Ad References Act 10, Doing The Same In Washington
(WPR)---Leah Vukmir's first television ad of the Republican primary race for U.S. Senate shows her sitting at a kitchen table with a handgun next to her as she talks about the death threats she's received. Vukmir's ad Monday is the first from a Republican candidate in the primary. She's running against Delafield management consultant and political newcomer Kevin Nicholson. They are trying to unseat Democratic Sen. Tammy Baldwin. Looking straight into the camera, Vukmir says, "Ever have someone threaten your life for what you believe in? I have."
Vukmir is referring to threats she received after voting as a member of the state Senate to pass Gov. Scott Walker's proposal known as Act 10 that took away collective bargaining power from most public workers.
According to Matt Grossmann — a political science professor at Michigan State University — having a gun in political ads is nothing new. Grossmann directs the Institute for Public Policy and Social Research and has studied the role that guns play in politics and elections. "It's a very typical symbol in Republican ads and in democratic ads in more conservative areas," Grossman said of guns. "So it's not at all unusual." Grossman added that primaries are "low information elections" so candidates often try to make bold statements to get name and face recognition.

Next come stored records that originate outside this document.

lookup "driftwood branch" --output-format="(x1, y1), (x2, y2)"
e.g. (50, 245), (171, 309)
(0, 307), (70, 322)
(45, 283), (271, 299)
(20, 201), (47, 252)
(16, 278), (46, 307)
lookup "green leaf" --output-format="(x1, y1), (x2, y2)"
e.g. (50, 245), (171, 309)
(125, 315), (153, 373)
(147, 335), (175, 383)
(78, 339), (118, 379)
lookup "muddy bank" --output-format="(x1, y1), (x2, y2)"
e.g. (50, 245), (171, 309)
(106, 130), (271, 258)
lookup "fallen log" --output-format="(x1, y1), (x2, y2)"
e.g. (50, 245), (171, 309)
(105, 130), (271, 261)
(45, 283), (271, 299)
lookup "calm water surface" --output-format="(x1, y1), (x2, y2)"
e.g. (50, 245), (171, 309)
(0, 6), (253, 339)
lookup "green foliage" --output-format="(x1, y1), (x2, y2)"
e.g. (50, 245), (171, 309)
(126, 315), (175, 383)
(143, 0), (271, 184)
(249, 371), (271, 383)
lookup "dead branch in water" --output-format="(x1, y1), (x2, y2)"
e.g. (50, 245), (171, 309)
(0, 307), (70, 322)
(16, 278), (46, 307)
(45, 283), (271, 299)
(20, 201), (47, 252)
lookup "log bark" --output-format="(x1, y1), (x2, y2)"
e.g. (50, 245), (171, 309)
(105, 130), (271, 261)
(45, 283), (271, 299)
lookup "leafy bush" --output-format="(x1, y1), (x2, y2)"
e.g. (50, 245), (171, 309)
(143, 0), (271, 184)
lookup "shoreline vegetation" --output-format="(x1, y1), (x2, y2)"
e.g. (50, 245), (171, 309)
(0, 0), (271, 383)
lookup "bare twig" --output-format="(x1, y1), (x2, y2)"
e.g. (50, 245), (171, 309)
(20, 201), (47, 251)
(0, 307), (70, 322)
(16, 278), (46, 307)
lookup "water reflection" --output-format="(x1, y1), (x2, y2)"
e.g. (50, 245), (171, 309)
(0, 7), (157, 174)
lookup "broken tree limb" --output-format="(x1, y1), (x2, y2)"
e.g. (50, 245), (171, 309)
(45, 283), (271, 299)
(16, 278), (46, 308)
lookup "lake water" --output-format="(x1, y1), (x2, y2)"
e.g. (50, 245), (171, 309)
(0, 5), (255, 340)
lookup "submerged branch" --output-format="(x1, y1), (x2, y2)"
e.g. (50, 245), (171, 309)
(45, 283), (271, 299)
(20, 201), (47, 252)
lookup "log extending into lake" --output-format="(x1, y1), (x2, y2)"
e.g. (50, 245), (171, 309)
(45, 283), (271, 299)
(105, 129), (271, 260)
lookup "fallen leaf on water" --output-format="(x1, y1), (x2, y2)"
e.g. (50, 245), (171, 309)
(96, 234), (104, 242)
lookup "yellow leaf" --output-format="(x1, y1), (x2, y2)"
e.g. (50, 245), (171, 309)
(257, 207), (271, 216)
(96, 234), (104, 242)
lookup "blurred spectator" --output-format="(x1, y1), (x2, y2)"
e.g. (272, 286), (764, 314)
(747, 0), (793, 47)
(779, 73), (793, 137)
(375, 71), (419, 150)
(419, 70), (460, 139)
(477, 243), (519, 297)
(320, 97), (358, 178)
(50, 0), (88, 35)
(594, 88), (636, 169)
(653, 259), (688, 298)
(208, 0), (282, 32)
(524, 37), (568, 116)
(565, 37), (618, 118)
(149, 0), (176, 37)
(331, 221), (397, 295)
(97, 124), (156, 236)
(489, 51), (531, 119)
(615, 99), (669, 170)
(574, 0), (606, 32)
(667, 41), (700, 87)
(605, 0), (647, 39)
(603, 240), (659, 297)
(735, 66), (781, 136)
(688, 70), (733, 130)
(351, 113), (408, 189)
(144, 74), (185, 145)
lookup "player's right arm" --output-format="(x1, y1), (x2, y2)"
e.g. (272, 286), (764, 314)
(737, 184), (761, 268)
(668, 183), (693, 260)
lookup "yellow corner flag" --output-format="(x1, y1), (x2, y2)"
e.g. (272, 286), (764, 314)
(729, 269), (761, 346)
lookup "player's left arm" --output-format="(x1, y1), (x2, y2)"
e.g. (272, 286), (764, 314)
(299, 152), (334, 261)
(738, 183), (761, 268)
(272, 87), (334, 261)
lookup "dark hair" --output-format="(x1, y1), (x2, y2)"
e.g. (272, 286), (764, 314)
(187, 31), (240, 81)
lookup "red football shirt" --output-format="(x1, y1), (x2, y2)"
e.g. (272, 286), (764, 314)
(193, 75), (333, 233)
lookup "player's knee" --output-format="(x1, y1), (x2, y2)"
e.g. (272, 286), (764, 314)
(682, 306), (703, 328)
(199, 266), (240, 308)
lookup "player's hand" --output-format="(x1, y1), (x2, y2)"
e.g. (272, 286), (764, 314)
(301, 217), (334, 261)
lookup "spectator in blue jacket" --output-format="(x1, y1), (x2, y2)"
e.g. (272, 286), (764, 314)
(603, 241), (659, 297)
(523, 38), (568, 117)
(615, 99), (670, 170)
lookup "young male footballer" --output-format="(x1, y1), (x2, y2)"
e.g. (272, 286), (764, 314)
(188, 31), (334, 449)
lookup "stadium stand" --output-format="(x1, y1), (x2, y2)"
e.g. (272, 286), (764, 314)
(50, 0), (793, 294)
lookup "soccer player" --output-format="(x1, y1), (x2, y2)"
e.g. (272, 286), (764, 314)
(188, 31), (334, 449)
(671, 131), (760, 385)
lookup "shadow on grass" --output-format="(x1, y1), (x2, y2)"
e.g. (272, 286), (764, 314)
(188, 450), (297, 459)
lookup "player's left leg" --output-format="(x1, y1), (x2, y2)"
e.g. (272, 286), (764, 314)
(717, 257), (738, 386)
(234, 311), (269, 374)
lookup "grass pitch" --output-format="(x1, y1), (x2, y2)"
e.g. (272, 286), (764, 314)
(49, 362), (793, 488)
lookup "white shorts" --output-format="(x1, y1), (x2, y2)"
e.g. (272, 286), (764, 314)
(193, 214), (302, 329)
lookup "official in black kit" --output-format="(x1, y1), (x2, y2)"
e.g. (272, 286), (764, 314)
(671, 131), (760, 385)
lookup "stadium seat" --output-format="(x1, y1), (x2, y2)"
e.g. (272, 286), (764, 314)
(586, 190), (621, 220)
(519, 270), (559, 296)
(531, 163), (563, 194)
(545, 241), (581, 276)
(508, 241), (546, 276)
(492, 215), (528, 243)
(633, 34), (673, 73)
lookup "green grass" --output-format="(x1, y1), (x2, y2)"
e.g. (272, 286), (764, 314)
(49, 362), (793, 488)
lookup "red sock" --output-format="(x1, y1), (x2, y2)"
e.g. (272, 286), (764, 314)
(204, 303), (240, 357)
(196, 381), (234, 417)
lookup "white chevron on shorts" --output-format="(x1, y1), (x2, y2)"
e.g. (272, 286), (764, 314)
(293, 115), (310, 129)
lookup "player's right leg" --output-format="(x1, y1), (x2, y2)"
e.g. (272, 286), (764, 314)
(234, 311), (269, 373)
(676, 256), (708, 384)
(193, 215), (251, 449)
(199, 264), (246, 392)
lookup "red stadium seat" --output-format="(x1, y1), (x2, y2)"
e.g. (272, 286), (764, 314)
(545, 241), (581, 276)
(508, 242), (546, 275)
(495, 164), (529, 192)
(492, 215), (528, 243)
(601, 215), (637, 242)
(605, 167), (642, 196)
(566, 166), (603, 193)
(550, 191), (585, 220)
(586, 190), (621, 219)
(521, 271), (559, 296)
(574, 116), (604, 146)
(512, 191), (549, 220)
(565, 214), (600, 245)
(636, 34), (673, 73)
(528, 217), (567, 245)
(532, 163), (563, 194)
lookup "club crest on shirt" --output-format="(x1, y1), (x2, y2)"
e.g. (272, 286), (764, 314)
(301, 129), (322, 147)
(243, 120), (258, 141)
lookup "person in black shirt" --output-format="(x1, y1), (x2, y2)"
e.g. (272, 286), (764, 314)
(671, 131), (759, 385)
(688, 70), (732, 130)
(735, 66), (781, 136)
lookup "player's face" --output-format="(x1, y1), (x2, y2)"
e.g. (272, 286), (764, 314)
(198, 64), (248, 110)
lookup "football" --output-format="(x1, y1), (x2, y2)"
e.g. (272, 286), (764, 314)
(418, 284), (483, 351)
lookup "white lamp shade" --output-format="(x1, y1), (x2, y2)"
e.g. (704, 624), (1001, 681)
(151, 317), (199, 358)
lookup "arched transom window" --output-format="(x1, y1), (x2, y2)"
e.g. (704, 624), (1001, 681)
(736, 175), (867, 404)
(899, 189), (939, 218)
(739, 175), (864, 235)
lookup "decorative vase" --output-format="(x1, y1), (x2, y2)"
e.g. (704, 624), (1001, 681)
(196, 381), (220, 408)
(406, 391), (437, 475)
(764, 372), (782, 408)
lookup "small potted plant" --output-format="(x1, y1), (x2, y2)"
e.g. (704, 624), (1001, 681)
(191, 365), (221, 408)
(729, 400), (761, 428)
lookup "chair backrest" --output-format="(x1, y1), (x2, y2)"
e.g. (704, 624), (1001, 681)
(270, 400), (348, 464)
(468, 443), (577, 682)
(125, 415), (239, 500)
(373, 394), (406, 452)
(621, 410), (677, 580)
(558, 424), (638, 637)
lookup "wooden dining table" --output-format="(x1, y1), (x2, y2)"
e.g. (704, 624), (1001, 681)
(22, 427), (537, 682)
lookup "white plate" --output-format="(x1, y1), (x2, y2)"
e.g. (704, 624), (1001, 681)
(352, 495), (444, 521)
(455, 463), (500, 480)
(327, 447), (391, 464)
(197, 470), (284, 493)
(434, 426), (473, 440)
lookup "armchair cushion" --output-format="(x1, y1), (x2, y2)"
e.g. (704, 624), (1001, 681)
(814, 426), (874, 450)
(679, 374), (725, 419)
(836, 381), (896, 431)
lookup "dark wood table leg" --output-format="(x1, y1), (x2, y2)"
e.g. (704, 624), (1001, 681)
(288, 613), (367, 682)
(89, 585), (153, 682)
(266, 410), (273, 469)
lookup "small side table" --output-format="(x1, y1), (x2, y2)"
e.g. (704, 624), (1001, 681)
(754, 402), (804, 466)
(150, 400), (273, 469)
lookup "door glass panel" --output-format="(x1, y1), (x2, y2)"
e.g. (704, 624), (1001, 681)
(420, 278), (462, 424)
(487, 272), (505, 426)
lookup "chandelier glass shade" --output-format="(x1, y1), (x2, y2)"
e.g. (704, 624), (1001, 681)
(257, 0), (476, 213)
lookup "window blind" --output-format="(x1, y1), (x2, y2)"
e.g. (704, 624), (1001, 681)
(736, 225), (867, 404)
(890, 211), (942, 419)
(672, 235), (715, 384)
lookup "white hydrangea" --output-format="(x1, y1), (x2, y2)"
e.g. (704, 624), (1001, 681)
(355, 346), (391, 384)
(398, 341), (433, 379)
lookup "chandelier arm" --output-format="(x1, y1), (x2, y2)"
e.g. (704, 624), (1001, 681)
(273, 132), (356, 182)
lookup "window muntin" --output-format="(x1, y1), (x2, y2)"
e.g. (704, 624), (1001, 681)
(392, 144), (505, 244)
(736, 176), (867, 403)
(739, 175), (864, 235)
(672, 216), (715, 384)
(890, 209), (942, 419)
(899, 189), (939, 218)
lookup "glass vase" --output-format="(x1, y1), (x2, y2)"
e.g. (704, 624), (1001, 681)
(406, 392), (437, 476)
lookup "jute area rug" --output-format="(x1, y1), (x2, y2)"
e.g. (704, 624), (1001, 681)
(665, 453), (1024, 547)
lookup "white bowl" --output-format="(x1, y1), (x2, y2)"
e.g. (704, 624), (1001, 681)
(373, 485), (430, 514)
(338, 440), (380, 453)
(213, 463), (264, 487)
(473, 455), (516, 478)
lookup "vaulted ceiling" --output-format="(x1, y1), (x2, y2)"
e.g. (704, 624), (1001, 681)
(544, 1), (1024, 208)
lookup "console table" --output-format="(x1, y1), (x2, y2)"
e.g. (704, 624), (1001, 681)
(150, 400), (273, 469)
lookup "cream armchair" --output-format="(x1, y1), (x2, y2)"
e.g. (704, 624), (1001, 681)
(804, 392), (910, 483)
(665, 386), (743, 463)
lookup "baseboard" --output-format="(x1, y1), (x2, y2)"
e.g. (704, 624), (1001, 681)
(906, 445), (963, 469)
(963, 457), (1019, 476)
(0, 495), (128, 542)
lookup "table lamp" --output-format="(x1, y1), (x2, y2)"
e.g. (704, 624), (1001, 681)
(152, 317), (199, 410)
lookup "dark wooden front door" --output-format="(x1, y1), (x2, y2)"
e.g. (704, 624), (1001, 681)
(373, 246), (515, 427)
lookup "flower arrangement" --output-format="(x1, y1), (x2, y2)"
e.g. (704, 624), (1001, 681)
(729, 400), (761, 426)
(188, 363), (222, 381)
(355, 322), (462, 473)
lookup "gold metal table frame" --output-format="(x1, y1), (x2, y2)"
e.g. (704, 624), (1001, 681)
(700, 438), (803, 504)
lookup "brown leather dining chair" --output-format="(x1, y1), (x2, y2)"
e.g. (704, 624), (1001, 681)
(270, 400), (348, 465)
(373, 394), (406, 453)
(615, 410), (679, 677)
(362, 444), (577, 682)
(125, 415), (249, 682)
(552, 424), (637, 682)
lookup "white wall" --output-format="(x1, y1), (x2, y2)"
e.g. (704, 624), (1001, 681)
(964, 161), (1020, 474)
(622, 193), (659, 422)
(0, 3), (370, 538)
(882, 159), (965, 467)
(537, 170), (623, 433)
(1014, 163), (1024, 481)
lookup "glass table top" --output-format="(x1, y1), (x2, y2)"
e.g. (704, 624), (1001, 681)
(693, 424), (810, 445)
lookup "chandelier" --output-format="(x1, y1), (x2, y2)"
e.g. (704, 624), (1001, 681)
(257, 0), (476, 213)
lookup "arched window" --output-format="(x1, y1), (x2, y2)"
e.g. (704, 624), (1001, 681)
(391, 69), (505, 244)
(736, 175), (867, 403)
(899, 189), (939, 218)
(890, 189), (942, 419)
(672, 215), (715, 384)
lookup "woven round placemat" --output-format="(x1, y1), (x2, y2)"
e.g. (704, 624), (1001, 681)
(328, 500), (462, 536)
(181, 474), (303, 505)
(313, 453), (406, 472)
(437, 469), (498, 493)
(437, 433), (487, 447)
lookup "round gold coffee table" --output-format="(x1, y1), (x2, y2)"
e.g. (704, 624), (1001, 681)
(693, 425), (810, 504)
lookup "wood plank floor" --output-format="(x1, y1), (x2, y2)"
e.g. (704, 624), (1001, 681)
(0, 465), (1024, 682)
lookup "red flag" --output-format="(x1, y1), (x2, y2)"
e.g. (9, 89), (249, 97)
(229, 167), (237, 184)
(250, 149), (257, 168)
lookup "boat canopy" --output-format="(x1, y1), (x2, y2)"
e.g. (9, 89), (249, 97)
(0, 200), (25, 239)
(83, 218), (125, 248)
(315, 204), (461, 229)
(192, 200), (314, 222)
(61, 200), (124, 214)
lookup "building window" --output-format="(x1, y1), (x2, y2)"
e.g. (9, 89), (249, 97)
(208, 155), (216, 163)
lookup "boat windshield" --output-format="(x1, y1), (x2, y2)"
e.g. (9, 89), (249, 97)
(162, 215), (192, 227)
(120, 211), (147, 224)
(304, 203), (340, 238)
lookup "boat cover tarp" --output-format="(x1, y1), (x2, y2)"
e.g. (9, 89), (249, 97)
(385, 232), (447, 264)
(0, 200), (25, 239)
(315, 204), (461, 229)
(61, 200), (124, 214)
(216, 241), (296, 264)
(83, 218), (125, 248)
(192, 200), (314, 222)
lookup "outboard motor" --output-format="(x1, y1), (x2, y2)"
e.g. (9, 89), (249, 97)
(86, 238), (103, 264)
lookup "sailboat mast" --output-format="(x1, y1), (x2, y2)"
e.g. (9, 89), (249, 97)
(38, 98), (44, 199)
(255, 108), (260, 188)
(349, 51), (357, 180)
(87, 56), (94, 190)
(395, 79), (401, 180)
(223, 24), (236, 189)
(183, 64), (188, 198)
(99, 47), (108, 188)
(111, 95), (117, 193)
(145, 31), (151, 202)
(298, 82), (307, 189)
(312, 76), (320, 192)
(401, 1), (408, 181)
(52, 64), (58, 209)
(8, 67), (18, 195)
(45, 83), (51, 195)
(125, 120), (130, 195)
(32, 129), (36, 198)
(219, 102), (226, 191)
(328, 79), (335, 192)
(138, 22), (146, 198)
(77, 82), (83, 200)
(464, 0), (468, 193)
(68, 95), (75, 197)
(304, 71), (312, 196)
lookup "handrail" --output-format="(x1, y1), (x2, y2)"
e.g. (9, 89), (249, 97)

"Although it’s a couple months away, there are probably a lot of voters who haven’t hear of either candidate or haven’t made a decision between the candidates, so ads help to get that information out," Grossman said. "(Ads) are voters' first impression for some people" In this case, Grossman says the gun illustrates Vukmir's strong stance on Republican values. "She’s saying she would stand strong, while being there with the gun is just reinforcing that message."